米国を代表する宇宙ビジネスカンファレンス「NEWSPACE 2016」が6月21日〜23日の日程で開催された。これまで開催地はシリコンバレーだったが、今年はシアトルに場所を移した(関連記事)。
筆者は昨年初めてこのイベントに参加したが、今回は「Global Space」というパネルディスカッションに登壇して、他国で新宇宙産業のアクセレレータとして活躍する方々と議論した。今回はそこで見聞きした宇宙投資の現状をお伝えしたい。
宇宙ベンチャー投資が2015年は15億ドル
近年、宇宙ベンチャーへの投資が急ピッチで加速している。今年4月に米調査会社のTauri Groupが発表した調査レポート「START-UP SPACE」によると、2015年の宇宙ベンチャーへの資金流入は年間で約25億ドルを超えた。内訳としてベンチャーキャピタルなどからの投資が約15億ドル近くに上っており、これは過去10年間のベンチャーキャピタルなどによる投資額の合計を超える金額だ。

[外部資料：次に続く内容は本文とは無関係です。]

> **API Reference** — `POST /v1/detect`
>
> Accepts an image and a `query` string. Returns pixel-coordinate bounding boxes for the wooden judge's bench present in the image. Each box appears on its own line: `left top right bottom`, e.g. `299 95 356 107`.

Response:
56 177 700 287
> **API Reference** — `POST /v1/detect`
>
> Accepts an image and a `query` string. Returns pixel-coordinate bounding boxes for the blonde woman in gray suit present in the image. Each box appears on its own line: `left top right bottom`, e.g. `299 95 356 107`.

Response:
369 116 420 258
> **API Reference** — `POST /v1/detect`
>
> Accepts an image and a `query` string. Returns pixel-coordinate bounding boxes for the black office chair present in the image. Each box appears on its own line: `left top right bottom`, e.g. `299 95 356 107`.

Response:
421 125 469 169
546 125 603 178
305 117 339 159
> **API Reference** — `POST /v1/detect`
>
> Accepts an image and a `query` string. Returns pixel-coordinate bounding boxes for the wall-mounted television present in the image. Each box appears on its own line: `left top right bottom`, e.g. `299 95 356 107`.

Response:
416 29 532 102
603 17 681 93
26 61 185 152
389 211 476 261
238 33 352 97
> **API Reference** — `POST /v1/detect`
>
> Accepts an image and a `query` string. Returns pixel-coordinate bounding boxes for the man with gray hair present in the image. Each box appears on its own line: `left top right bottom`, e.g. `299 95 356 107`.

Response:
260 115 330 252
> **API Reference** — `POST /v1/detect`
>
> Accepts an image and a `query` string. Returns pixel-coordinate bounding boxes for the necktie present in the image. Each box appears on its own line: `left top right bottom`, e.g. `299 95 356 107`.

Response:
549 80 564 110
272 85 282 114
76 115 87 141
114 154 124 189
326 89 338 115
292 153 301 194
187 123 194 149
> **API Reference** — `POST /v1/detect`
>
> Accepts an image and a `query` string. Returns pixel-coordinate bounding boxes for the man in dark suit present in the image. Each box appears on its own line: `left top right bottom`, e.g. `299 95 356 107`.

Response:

投資額だけではない、宇宙ベンチャーに投資するベンチャーキャピタルの数も2000年代前半は年平均5社以下であったが、2000年代後半では10社近くなり、2015年には50社以上が投資を行った。近年の米SpaceXの成功はもちろんだが、2013年の化学メーカー大手・米Monsantoによる気象データベンチャー・米Climateの買収(約1000億円)、2014年の米Googleによる衛星画像解析ベンチャー米Skybox Imaging(現Terra Bella)の買収(約500億円)などが投資家にエグジットの可能性を見せた影響もあるかもしれない。
日本でも、小型衛星ベンチャーのアクセルスペースが2015年にシリーズA投資ラウンドで約18億円を調達。また、スペースデブリ(宇宙のゴミ)除去を目指すアストロスケールが2016年にシリーズB投資ラウンドで産業革新機構などから約30億円を調達するなど、盛り上がりを見せている。